Obsoleting JavaCritical
Maurizio Cimadamore
maurizio.cimadamore at oracle.com
Mon Jul 4 13:27:13 UTC 2022
Thanks for the clarification, this is very helpful.
I also assume that the case when "there's nothing to read" is common
enough to make a difference?
Maurizio
On 04/07/2022 13:50, Wojciech Kudla wrote:
> Hi Maurizio,
>
> You are correct that under normal circumstances sycalls that are not
> supported by vDSO are very heavy but when we call recvmsg/sendmsg we
> don't even perform a syscall at all. High frequency trading shops
> employ kernel bypass for all network flows pretty much by default. The
> most popular solution here is OpenOnload used with Xilinix products.

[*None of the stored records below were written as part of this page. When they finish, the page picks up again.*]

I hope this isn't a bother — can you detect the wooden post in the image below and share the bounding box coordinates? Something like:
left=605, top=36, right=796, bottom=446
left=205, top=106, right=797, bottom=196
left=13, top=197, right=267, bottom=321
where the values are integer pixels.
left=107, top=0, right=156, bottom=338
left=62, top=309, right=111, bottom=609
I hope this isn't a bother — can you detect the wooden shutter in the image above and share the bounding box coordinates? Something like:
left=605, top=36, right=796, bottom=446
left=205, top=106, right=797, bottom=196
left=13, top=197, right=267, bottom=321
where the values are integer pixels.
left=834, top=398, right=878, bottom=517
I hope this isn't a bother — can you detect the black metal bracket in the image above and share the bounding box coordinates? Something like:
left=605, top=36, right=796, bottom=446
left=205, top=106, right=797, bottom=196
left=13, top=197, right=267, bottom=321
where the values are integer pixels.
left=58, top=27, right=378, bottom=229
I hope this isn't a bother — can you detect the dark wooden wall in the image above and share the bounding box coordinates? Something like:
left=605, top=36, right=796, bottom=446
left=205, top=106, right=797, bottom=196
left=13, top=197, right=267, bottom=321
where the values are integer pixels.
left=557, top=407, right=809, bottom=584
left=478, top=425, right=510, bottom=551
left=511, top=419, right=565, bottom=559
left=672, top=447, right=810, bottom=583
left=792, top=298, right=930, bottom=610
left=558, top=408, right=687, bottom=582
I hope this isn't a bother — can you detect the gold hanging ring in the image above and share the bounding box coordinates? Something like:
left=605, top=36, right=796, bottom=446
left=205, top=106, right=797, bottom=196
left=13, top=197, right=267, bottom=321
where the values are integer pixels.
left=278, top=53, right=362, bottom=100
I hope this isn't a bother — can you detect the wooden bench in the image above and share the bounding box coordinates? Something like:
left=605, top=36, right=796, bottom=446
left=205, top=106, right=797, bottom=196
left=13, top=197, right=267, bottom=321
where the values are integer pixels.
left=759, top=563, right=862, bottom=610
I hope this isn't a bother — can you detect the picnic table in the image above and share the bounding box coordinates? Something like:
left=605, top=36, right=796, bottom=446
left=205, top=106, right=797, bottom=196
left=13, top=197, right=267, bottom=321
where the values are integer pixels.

> For a case when there's nothing to read from the RX ring a JavaCrtical
> JNI call to recvmsg completes in ~11ns vs 23ns for a standard JNI call
> with full transition.
> Sorry, I've been in this for so long I kind of assumed it's implied.
>
> Thanks,
> W.
>
> On Mon, Jul 4, 2022 at 12:59 PM Maurizio Cimadamore
> <maurizio.cimadamore at oracle.com> wrote:
>
> Hi,
> while I'm not an expert with some of the IO calls you mention
> (some of my colleagues are more knowledgeable in this area, so I'm
> sure they will have more info), my general sense is that, as with
> getrusage, if there is a system call involved, you already pay a
> hefty price for the user to kernel transition. On my machine this
> seem to cost around 200ns. In these cases, using JNI critical to
> shave off a dozen of nanoseconds (at best!) seems just not worth it.
>
> So, of the functions in your list, the ones in which I *believe*
> dropping transitions would have the most effect are (if we exclude
> getpid, for which another approach is possible) clock_gettime and
> getcpu, I believe, as they might use vdso [1], which typically
> brings the performance of these call closer to calls to shared lib
> functions.
>
> If you have examples e.g. where performance of recvmsg (or related
> calls) varies significantly between base JNI and critical JNI,
> please send them our way; I'm sure some of my colleagues would be
> intersted to take a look.
>
> Popping back a couple of levels, I think it would be helpful to
> also define what's an acceptable regression in this context. Of
> course, in an ideal world, we'd like to see no performance
> regression at all. But JNI critical is an unsupported interface,
> which might misbehave with modern garbage collectors (e.g. ZGC)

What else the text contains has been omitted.